Oleh sebab itu marilah kita dapat menjadi pribadi – pribadi yang dapat menyampaikan rasa syukur dengan benar sehingga kita didapati Allah sebagai pribadi yang bertanggung jawab atas identitas sorgawi yang kita miliki.
“identitas sebagai umat pilihan merupakan KTP Kerajaan Sorga. Bersyukurlah dan bergembiralah karenanya dengan cara hidup yang mempermuliakan nama-Nya”.
Tuhan Yesus memberkati
YG180825
Pokok doa SRHI GBIK
Senin, 18 Agustus 2025
1. Mengucap syukur atas Ibadah hari Minggu kemarin yang bertepatan dengan HUT RI ke 80 dan HUT GGBI ke 54 beserta acara GBIK Got Talent dan Santapan Nusantara yang berlangsung dengan baik dan meriah.

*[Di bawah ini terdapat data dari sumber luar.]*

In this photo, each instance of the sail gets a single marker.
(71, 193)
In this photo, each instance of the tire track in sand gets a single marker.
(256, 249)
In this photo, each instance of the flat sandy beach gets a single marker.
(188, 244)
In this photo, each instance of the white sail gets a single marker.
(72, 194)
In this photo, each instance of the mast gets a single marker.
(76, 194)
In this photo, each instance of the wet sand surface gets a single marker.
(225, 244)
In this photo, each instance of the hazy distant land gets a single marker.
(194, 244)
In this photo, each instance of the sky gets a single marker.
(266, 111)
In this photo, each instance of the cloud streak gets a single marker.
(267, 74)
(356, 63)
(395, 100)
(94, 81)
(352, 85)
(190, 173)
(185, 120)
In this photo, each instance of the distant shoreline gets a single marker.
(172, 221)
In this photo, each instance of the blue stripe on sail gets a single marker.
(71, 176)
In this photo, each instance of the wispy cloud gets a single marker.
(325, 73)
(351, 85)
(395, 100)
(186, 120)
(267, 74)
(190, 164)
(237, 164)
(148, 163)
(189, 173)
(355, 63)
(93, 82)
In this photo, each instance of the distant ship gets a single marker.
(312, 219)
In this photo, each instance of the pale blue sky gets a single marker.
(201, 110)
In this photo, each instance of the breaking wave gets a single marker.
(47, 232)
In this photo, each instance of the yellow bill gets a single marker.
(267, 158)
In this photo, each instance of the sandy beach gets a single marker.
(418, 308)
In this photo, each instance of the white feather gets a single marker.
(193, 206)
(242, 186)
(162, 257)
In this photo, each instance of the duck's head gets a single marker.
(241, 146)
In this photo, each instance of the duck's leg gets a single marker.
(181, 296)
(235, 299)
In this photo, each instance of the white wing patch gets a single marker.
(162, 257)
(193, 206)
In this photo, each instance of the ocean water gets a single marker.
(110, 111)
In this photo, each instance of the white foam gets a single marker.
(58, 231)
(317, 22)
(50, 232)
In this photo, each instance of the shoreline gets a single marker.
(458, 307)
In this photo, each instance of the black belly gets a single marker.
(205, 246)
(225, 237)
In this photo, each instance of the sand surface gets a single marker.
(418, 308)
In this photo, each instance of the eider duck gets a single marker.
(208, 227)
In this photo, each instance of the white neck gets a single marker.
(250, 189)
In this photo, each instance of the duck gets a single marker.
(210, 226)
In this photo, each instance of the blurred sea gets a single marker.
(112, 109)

2. Berdoa untuk acara Hari Ulang Tahun GBIK yang ke 62 supaya Panitia dan Petugas yang akan melayani dapat mempersiapkan diri dengan baik.
3. Berdoa bagi para pengusaha di Indonesia kiranya Tuhan memberkati perusahaan mereka sehingga masyarakat yang bekerja disana tetap memiliki penghasilan untuk memenuhi kebutuhan hidup sehari-hari.
Pokok Doa untuk BPW Pengharapan, Birinoa, Halmahera Utara
1. Berdoa untuk setiap pergumulan jemaat, kiranya Tuhan memberikan kesabaran, kekuatan dan jalan keluar dari setiap permasalahan yang dihadapi.
2. Doakan penjangkauan dan penginjilan di BPW Pengharapan, Birinoa, Halmahera Utara.
3. Berdoa untuk Pdm. Defretes Patty supaya diberikan kesehatan dan hikmat Tuhan dalam menggembalakan jemaat serta dicukupkan dalam memenuhi keperluan hidup sehari-hari dan pelayanan.